The synovium, a tissue layer inside the joint can also become damaged. This joint damage occurs more frequently in older adult patients with the condition because adequate treatment to prevent bleeding was not available in the past.
Today, children growing up with the condition can be treated with medications that will prevent joint damage.
In some cases of joint damage, surgery may be considered. For example, a damaged synovium can be removed to allow new synovial tissue to grow in its place.
If the joint damage is severe, it may be necessary to remove the entire joint, such as a hip or knee and replace it with an artificial one.

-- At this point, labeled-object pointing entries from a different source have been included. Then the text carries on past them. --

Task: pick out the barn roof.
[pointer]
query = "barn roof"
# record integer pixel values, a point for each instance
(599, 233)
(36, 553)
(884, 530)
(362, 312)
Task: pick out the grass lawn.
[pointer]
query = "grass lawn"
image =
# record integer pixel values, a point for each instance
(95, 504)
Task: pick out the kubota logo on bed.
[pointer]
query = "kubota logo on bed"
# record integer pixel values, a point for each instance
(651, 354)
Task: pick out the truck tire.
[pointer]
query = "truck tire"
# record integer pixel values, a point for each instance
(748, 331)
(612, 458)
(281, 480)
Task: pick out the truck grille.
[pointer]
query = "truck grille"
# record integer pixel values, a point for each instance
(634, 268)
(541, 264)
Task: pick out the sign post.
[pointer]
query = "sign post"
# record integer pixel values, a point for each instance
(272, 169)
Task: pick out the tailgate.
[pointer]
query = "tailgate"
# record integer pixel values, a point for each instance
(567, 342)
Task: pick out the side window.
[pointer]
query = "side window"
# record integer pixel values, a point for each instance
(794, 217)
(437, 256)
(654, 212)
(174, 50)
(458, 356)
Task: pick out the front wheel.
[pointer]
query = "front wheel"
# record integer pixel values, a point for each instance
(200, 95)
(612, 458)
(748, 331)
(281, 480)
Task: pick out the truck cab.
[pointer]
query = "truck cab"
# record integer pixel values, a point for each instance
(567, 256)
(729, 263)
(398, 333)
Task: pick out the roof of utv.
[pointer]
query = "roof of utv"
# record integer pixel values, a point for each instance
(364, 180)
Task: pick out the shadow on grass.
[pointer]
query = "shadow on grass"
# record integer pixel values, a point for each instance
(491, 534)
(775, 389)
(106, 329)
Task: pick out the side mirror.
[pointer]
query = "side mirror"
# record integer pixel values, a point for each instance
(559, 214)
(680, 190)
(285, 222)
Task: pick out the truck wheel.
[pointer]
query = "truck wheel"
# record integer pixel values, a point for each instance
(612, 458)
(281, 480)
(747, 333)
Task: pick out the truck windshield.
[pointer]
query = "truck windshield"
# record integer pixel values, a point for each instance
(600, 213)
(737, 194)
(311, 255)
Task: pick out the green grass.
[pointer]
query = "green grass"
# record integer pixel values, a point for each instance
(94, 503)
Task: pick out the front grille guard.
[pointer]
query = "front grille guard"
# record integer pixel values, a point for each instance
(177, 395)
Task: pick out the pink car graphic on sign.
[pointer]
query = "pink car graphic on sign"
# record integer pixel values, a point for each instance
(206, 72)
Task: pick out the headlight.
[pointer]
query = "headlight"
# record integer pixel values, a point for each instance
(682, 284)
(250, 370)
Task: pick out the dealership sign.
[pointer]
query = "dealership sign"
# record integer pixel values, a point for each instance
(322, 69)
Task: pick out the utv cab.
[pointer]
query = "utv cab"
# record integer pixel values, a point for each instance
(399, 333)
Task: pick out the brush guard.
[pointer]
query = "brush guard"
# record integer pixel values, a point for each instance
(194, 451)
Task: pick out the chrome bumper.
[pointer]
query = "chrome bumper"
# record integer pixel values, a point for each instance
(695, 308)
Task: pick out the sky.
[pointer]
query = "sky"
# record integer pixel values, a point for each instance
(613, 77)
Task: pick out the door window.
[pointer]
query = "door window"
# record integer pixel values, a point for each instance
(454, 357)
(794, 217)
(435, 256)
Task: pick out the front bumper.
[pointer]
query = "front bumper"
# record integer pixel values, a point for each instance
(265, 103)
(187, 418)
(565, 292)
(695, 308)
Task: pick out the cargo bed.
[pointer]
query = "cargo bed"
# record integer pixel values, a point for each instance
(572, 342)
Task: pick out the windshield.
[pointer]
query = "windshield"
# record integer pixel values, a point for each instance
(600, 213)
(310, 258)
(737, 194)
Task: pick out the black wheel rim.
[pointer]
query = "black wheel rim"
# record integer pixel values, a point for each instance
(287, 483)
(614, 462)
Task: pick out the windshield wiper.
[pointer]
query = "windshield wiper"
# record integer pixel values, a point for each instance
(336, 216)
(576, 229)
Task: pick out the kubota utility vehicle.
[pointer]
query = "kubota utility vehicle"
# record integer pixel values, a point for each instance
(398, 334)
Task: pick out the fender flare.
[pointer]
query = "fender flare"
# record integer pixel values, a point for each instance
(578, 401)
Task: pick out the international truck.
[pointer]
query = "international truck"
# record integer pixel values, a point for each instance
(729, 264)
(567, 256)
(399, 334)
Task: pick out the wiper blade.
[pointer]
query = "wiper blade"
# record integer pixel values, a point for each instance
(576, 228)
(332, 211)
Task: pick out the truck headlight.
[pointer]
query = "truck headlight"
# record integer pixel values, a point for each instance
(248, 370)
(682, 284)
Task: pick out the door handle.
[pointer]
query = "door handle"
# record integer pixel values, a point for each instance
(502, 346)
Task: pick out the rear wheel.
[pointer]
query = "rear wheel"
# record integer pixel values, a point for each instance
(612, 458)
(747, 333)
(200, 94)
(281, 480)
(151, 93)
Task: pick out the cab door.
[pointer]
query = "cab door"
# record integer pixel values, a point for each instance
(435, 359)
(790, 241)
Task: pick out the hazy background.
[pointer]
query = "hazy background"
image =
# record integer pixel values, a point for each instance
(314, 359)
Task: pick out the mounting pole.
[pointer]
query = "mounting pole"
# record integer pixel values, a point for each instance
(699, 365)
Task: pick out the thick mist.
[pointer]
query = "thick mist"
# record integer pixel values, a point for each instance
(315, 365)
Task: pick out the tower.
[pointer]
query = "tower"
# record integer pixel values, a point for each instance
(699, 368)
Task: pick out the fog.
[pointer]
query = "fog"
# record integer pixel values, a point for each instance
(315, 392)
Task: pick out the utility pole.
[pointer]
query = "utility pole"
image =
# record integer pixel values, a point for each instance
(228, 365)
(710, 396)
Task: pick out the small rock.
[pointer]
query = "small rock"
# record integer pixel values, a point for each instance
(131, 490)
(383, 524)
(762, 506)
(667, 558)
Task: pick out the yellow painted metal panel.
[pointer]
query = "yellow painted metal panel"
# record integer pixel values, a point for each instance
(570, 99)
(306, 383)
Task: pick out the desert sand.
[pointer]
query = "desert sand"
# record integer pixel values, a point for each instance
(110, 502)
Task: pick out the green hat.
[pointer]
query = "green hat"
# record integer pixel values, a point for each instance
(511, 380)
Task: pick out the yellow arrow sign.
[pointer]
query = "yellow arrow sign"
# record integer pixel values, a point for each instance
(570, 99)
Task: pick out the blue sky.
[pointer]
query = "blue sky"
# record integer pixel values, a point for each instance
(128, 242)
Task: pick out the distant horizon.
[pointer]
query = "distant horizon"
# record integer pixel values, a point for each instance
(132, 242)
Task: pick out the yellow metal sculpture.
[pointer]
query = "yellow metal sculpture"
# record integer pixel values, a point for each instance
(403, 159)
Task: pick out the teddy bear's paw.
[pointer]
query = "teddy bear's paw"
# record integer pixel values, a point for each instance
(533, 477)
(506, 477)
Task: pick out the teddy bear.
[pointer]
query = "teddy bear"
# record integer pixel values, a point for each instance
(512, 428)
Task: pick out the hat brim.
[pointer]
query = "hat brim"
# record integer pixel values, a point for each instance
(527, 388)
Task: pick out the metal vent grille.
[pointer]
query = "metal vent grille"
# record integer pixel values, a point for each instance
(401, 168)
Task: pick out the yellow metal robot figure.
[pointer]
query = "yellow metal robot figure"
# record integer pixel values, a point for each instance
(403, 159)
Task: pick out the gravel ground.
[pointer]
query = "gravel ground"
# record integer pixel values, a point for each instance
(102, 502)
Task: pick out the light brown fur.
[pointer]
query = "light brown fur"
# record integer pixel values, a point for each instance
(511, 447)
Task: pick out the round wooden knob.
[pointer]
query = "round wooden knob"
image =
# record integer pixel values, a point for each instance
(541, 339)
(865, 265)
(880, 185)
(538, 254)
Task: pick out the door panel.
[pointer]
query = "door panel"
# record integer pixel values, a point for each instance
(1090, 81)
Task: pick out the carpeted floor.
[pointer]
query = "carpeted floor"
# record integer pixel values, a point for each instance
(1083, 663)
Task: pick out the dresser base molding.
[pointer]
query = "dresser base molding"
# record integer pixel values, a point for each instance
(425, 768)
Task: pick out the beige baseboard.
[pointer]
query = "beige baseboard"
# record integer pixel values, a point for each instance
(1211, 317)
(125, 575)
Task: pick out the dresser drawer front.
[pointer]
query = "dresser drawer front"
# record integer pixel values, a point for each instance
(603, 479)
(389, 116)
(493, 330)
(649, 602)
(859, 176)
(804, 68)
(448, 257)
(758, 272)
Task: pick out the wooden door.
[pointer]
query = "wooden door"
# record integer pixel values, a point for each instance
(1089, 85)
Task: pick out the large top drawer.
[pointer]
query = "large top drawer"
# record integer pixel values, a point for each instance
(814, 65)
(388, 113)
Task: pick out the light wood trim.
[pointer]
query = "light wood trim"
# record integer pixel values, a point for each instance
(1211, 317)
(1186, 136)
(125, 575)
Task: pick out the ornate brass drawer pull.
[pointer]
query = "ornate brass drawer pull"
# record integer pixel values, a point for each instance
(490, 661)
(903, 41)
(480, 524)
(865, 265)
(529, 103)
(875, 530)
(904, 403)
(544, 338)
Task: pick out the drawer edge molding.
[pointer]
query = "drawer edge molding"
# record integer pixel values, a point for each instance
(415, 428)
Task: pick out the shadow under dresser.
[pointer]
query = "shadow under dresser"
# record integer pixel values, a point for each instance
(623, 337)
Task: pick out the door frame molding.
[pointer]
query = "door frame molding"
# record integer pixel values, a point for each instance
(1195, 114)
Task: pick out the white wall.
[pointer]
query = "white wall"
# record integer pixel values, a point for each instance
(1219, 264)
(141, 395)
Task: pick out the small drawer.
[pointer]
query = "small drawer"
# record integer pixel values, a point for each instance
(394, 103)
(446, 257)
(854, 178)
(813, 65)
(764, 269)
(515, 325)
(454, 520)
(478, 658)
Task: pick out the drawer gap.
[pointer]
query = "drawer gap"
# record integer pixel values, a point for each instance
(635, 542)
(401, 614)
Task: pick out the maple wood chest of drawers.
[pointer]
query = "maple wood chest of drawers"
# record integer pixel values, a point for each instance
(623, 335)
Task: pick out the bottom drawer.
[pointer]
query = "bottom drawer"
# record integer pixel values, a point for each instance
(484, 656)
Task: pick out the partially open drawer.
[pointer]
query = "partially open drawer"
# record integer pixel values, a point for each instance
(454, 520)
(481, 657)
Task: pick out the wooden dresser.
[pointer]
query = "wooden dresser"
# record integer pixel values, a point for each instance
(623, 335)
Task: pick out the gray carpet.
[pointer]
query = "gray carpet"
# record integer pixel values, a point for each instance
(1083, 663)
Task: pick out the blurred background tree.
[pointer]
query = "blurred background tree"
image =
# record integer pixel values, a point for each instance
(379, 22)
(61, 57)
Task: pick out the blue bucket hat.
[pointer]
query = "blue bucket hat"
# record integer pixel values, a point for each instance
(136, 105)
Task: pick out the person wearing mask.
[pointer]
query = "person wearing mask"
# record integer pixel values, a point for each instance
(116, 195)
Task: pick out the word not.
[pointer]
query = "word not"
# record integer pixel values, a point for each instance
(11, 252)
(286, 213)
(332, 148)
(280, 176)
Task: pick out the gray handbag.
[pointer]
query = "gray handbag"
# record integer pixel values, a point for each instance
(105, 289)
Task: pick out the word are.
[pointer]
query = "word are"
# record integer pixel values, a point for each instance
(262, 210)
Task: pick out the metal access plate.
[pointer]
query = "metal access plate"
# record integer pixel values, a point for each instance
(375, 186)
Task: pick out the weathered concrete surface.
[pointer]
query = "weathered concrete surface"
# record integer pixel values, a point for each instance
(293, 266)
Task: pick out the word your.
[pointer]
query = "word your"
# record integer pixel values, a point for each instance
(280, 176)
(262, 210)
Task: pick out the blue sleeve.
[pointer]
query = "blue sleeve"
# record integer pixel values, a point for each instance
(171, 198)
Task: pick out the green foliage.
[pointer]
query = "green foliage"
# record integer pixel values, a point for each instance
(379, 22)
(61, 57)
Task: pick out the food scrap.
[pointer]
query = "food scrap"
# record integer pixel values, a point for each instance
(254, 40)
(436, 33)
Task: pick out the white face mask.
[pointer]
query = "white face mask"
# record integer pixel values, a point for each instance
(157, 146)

In some patients, the blood clotting factor medication used to treat hemophilia triggers the immune system to react because it starts to recognise clotting factors as foreign bodies.
The immune system starts to produce antibodies that will inhibit the effects of clotting factors, therefore rendering the medication less effective. These antibodies are referred to as inhibitors.
Estimates show that these inhibitors develop in around 20-30% of people who receive treatment for hemophilia A and 1-3% of those who are treated for hemophila B.
Inhibitors usually occur within the first year of treatment, although they can develop after this period.
In many cases, the inhibitors only occur temporarily, but the problem can be managed with immune tolerance therapy (ITT) which involves daily injections of octocog alfa (for hemophilia A).